Ø  Model Supervisi yang Bersifat Ilmiah
      Supervisi sebagai sebuah model dalam sebuah supervisi pendidikan dapat di gunakan oleh supervisor untuk menjaring informasi atau data dan menilai kinerja kepala sekolah dan guru dengan cara menyebarkan angket.
      Dengan menggunakan merit rating, skala penilaian atau checklist  lalu para siswa atau mahasiswa menilai proses kegiatan belajar mengajar guru/dosen di kelas. Hasil penelitian di berikan kepada guru-guru sebagai balikan terhadap penampilan guru pada semester yang lalu. Data ini tidak berbicara kepada guru yang mengadakan perbaikan. Penggunaan alat perekam ini berhubungan erat dengan penelitian.

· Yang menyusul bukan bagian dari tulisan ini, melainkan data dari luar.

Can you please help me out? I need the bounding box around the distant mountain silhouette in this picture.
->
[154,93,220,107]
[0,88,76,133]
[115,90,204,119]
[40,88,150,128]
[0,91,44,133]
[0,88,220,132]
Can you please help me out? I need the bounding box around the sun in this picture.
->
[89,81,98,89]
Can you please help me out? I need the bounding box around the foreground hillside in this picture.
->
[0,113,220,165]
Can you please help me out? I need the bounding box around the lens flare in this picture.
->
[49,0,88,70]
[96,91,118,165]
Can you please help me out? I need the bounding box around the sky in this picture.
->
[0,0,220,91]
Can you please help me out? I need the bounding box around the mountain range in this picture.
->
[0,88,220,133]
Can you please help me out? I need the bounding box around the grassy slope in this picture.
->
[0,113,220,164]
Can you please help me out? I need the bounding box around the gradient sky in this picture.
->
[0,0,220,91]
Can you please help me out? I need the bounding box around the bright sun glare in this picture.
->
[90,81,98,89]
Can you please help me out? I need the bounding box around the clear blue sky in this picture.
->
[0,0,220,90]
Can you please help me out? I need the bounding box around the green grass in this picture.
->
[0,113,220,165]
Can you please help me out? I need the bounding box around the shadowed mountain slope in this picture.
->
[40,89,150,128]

Walaupun demikian, hasil perekam data secara ilmiah belum merupakan jaminan untuk melaksanakan supervisi yang lebih manusiawi.

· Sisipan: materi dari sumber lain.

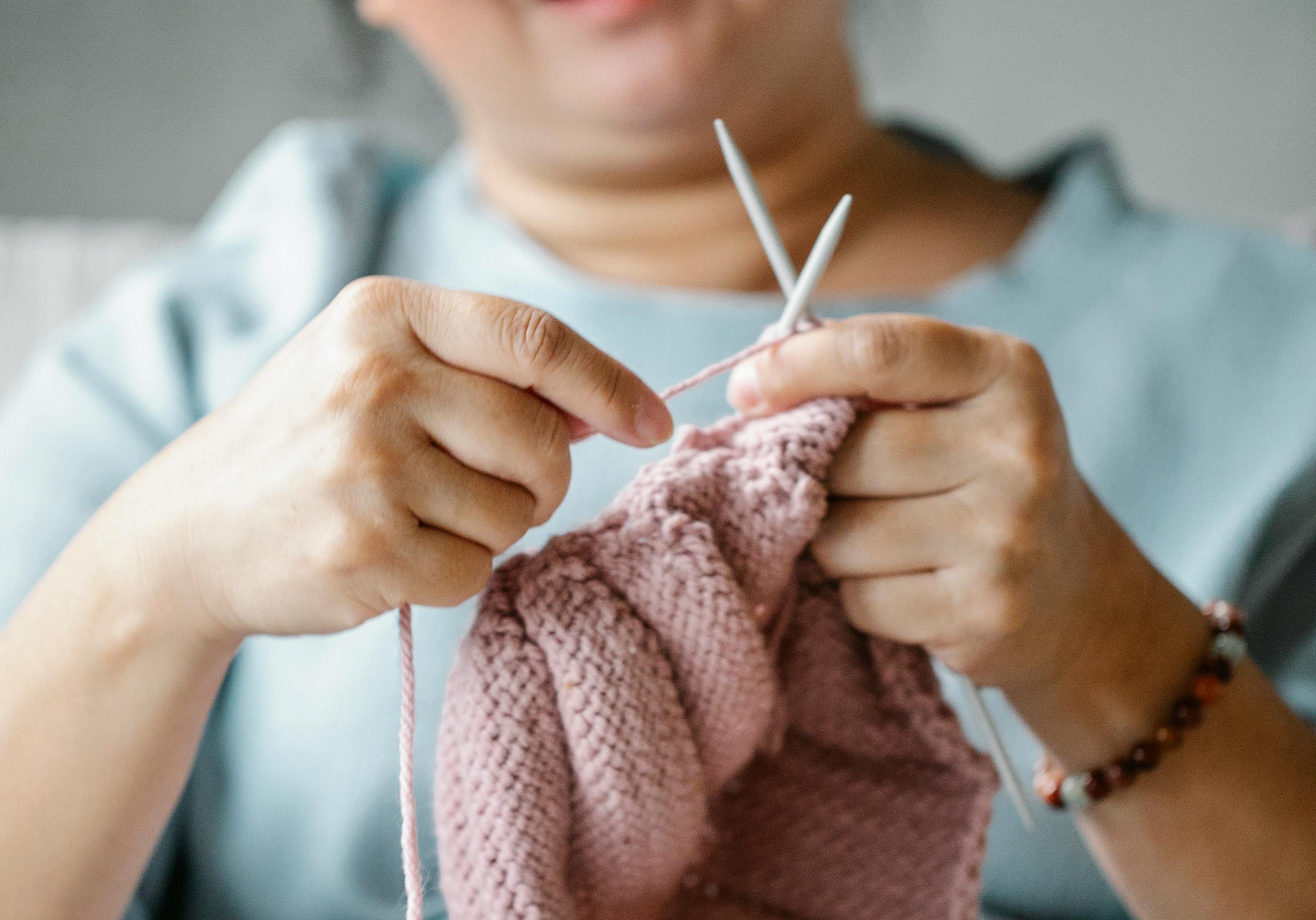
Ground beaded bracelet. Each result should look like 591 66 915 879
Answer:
1033 600 1248 811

Supervisi yang bersifat ilmiah memiliki ciri-ciri sebagai berikut:
a.        Di laksanakan secara berencana dan kontinu
b.        Sistematis dan menggunakan prosedur serta tekhnik tertentu.
c.        Menggunakan instrument yang di peroleh dari keadaan riil.
d.       Mneggunakan alat penilain berupa angket yang mudah di jawab.
e.        Angket di sebar kepada siswa dan atau guru sejawat.











BAB III
PENUTUP
Kesimpulan
 Supervisi adalah suatu aktivitas pembinaan yang direncanakan untuk membantu para guru dan para pegawai sekolah dalam melakukan pekerjaan mereka secara Efektif. Dengan demikian hakekat Supervisi pendidikan adalah suatu proses bimbingan dari pihak kepala sekolah kepada guru-guru dan personalia sekolah yang langsung menangani belajar para siswa , untuk memperbaiki situasi belajar mengajar agar para siswa dapat belajar secara efektif dengan prestasi belajar yang semakin meningkat.
            Model supervisi pendidikan ada tiga yaitu
1.Model Konvensional (Tradisional)
2.Model Supervisi Artistik
3.Model Supervisi Yang Bersifat Ilmiah













DAFTAR PUSTAKA
Piet, A Sahertian, 2000, Konsep Dasar dan Teknik Supervisi. Jakarta:Rineka Cipta.
Piet, A Sahertian. 1990, Supervisi Pendidikan,.Jakarta:Rineka Cipta.